I can't think why I didn't see him more often. Maybe a fear that this day would come? Maybe a distancing of myself from him so I wouldn't feel pain?

Well, the thing that stunned me as I listened to Jane on the radio this morning is that this man's death hurts me more than my own father's death. I cared more for Lionel than my own dad. What does this say about me? Who knows. But it says a lot about Lionel. It tells me that he was my father in important ways. I can't count them. I won't list any. And I don't need to. Because a thousand South African writers are feeling the same way right now. Their father is dead.
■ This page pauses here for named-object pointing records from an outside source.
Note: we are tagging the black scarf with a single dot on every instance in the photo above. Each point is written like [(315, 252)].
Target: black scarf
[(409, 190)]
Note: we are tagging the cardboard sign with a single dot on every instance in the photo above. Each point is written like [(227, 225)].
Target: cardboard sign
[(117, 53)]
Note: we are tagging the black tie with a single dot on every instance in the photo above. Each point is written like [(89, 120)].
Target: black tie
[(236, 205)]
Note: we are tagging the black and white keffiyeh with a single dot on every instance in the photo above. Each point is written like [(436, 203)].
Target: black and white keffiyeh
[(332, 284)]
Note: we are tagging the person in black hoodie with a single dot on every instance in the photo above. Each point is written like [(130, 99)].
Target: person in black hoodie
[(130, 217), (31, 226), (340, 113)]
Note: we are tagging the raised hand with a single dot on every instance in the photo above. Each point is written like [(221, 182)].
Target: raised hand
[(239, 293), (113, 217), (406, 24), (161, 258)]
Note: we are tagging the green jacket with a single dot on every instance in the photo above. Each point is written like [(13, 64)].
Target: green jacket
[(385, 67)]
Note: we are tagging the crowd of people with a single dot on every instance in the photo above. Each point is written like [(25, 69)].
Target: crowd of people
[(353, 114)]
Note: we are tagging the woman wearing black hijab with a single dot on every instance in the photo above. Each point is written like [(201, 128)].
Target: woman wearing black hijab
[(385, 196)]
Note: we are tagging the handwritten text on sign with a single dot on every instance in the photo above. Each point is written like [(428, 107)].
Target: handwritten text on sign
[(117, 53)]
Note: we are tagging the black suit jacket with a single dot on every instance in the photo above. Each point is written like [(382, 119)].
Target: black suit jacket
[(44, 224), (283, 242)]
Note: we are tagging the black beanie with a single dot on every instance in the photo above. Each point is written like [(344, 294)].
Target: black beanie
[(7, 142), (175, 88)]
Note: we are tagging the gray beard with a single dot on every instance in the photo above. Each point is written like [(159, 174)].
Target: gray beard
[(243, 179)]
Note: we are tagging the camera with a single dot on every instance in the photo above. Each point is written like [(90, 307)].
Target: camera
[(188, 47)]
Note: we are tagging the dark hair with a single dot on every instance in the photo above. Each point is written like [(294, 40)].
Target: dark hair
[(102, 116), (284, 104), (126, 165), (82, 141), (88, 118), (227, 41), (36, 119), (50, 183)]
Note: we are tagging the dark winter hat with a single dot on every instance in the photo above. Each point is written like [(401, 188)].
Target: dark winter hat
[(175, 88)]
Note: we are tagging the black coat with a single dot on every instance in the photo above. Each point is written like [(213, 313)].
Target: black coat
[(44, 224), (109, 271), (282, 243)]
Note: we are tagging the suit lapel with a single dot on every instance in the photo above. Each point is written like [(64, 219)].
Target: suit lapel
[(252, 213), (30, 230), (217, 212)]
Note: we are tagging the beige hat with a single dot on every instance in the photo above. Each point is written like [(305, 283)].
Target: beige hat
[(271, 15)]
Lionel, may you find a place where you're free of your wheelchair. May you have unfettered access to typing that's as fast as your thoughts. Or at least a private secretary every bit as beautiful and devoted as Jane ready to take dictation. May Herman Charles Bosman thank you for your editing of his work, with only a few queries about certain of your editorial decisions. May you run a Monday workshop in heaven to teach those illiterate apostles how to write. Thank you, Lionel.

Love
Roy

I decided not to go to his funeral today. I don't really do funerals, and it's just hectic for me. I figured that the best thing about going to his funeral would be to rub shoulders with some of South Africa's literary hotshots, and have my photo taken with them. But that would be the worst kind of reason to go, cos it dishonours Lionel. So I didn't go.

Instead, I'm at home, thinking about him while I watch a movie with my friends, and Bianca is helping me forget about my various sorrows.